One of the Most Influential Sci-Fi Characters Ever Enjoyed a Gonzo Second Life
The 25th century never looked so groovy.
Every great action-adventure hero is a rip-off of someone else. Captain Kirk was Gene Roddenberry’s riff on Horatio Hornblower. James Bond was Bulldog Drummond with better taste in booze. One of the most influential rip-offs was Flash Gordon, who, in comic strip form, was just a copy of Buck Rogers.
Although Buck Rogers has many spiritual decedents — from John Carter of Mars to Vin Diesel’s Riddick to Star-Lord in Guardians of the Galaxy — Buck himself is arguably the first everyman sci-fi hero. But 45 years ago, on September 20, 1979, Buck Rogers was rebooted for a new audience. His 1979 series might look laughable today, but at the time, this kitschy show did the impossible: it took an outdated hero and made him cool again, at least for a little while.
Buck Rogers’ strange origins
Although Buck Rogers was made famous by Buster Crabbe’s movie serials that began in 1939, the character came from a popular 1929 comic strip based on a character from a short novel written by Philip Francis Nowlan in 1928. That novel, Armageddon 2419 A.D., laid out the basic premise for all the Buck Rogers adventures that followed: an ordinary guy named Anthony Rogers gets put into suspended animation by some strange cave gases and wakes up in the 25th century.
The idea that Buck is a guy from our time who just happens to be the future’s savior is the guiding principle for all interpretations of character. We may not relate to the wacky future he finds himself in, but we do understand him on a basic level. Flash Gordon took this fish-out-of-water idea a step further by making Flash a football player, which today would kind of be like making Travis Kelce the star of Rebel Moon.
How Buck Rogers in the 25th Century changed the game
Co-created by prolific producer Glen A. Larson after the mixed results of 1978’s Battlestar Galactica, the rebooted Buck Rogers — titled Buck Rogers in the 25th Century — reimagined Buck (Gil Gerard) as a NASA astronaut from the near-future of 1987. In this version, Buck's controls are “frozen” in a “freak mishap,” leading to an extra-long orbit that returns him to Earth “500 years later.”
That may be more plausible than cave gasses, but nothing else about this show is remotely believable or serious. Predicting Larson’s later creation of Knight Rider, the tone and style of Buck Rogers approached science fiction as a punchline. What if there was a casino on a space station? “Vegas in Space” provided the answer. What would happen if space terrorists very slowly tried to blow up a major city on future Earth? In another episode, former Batman Riddler actor Frank Gorshin demonstrated that he didn’t need green tights to be hilariously menacing. Meanwhile, the iconic Mel Blanc voiced a diminutive robot named Twiki, who offered a stuttering “biddie-biddie-biddie” after every sentence.

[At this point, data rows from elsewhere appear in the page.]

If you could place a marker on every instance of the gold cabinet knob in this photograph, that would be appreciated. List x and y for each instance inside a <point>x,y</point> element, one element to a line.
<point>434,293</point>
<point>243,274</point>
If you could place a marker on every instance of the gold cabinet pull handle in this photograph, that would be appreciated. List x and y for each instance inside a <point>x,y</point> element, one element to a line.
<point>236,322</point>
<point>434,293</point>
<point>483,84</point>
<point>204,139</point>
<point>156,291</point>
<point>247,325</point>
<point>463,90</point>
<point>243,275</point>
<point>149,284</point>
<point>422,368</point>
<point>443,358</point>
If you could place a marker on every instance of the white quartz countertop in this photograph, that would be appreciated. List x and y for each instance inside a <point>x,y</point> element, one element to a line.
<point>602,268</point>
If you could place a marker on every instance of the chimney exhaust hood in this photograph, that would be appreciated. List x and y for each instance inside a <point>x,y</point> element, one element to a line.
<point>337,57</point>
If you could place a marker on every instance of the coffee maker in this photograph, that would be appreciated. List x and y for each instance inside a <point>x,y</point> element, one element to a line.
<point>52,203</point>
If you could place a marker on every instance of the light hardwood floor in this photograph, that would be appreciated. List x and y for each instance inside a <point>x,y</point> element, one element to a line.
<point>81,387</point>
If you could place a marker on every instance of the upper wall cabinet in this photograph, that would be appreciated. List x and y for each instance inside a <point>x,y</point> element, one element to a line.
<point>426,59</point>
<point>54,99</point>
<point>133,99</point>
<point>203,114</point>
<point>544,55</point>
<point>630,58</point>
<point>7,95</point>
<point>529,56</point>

All that said, Buck Rogers in the 25th Century was not a comedy. Instead, it was unapologetically goofy in its attempt to be mainstream. Disco music was used with abandon, neon lights were everywhere, and if a character wasn’t wearing leather or spandex, they were probably close to wearing nothing at all.
Essentially, the campy aesthetic of the 1960s Star Trek was translated to the 1970s, but the thoughtful social commentary wasn’t. There aren’t really any messages about society in Buck Rogers, other than the vague assertion that Buck is a slightly better human because he’s just more analog. This noble savage notion only takes the storytelling so far, but it’s hard to worry about the thin philosophical premise when everyone is having so much fun.
More than anything, Buck Rogers in the 25th Century proved that a nice, hairy-chested person could reliably have wacky, low-stakes adventures. Light-hearted action adventure proliferated through the 1980s, from Knight Rider to The A-Team to the recently-revived Fall Guy. There’s no smoking raygun to prove that Buck Rogers directly influenced these shows, but the series was certainly a bridge between ‘70s and ‘80s genre television.
Today, most serious sci-fi fans would consider Buck Rogers a curiosity, a kind of failed experiment that fizzled out after only two seasons. But it represents something pivotal for sci-fi as a genre. It argued, with some success, that mainstream sci-fi didn’t have to be self-important to be popular, and that dusty heroes from the past could be thawed out, even after 500 years.